For illustration purposes, let's simplify the above map and segment and cluster only the neighborhoods in Old Toronto. So let's slice the original dataframe and create a new dataframe of the Old Toronto data.

In [9]:
oldToronto_data = borough_with_neighbo[borough_with_neighbo['borough'] == 'TORONTO'].reset_index(drop=True)
oldToronto_data.head()

Unnamed: 0,neighborhood,LONGITUDE,LATITUDE,borough
0,Wychwood (94),-79.425515,43.676919,TORONTO
1,Yonge-Eglinton (100),-79.40359,43.704689,TORONTO
2,Yonge-St.Clair (97),-79.397871,43.687859,TORONTO
3,Lawrence Park North (105),-79.403978,43.73006,TORONTO
4,Lawrence Park South (103),-79.406039,43.717212,TORONTO


In [10]:
address = 'Toronto, Toronto'

geolocator = Nominatim(user_agent="tn_explorer")
location = geolocator.geocode(address)
latitude = location.latitude
longitude = location.longitude
print('The geograpical coordinate of Old Toronto are {}, {}.'.format(latitude, longitude))

The geograpical coordinate of Old Toronto are 43.6534817, -79.3839347.


As we did with all of Toronto, let's visualizat Old Toronto the neighborhoods in it.

In [11]:
# create map of York using latitude and longitude values
map_oldToronto = folium.Map(location=[latitude, longitude], zoom_start=11)

# add markers to map
for lat, lng, label in zip(oldToronto_data['LATITUDE'], oldToronto_data['LONGITUDE'], oldToronto_data['neighborhood']):
    label = folium.Popup(label, parse_html=True)
    folium.CircleMarker(
        [lat, lng],
        radius=5,
        
        popup=label,
        color='blue',
        fill=True,
        fill_color='#3186cc',
        fill_opacity=0.7,
        parse_html=False).add_to(map_oldToronto)  
    
map_oldToronto

Next, we are going to start utilizing the Foursquare API to explore the neighborhoods and segment them.

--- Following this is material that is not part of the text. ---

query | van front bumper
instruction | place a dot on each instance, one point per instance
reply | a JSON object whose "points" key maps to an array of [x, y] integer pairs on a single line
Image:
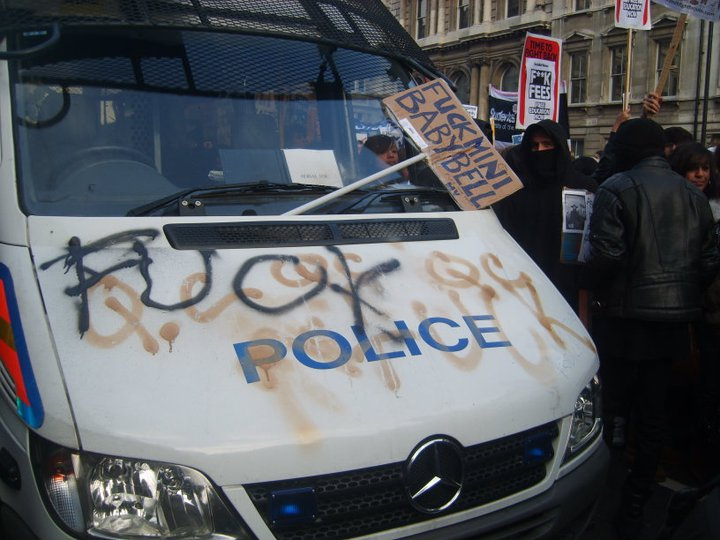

#### Define Foursquare Credentials and Version

In [12]:
from IPython.display import HTML
from IPython.display import display
# Taken from https://stackoverflow.com/questions/31517194/how-to-hide-one-specific-cell-input-or-output-in-ipython-notebook
tag = HTML('''<script>
code_show=true; 
function code_toggle() {
    if (code_show){
        $('div.cell.code_cell.rendered.selected div.input').hide();
    } else {
        $('div.cell.code_cell.rendered.selected div.input').show();
    }
    code_show = !code_show
} 
$( document ).ready(code_toggle);
</script>
To show/hide this cell's raw code input, click <a href="javascript:code_toggle()">here</a>.''')
display(tag)
############### Write code below ##################

CLIENT_ID = 'SU2JR0C4CYVWHTTDNCIA34TLHCCZFRBGB4IFOWV01NNMI2T5' # your Foursquare ID
CLIENT_SECRET = 'DW0HD4FQYRUFWPVDHKYEDYHLSWF5LIQ3AY05JGEHLAC4GIG1' # your Foursquare Secret
VERSION = '20180605' # Foursquare API version

print('Your credentails:')
#print('CLIENT_ID: ' + CLIENT_ID)
#print('CLIENT_SECRET:' + CLIENT_SECRET)

Your credentails:


#### Let's explore the first neighborhood in our dataframe.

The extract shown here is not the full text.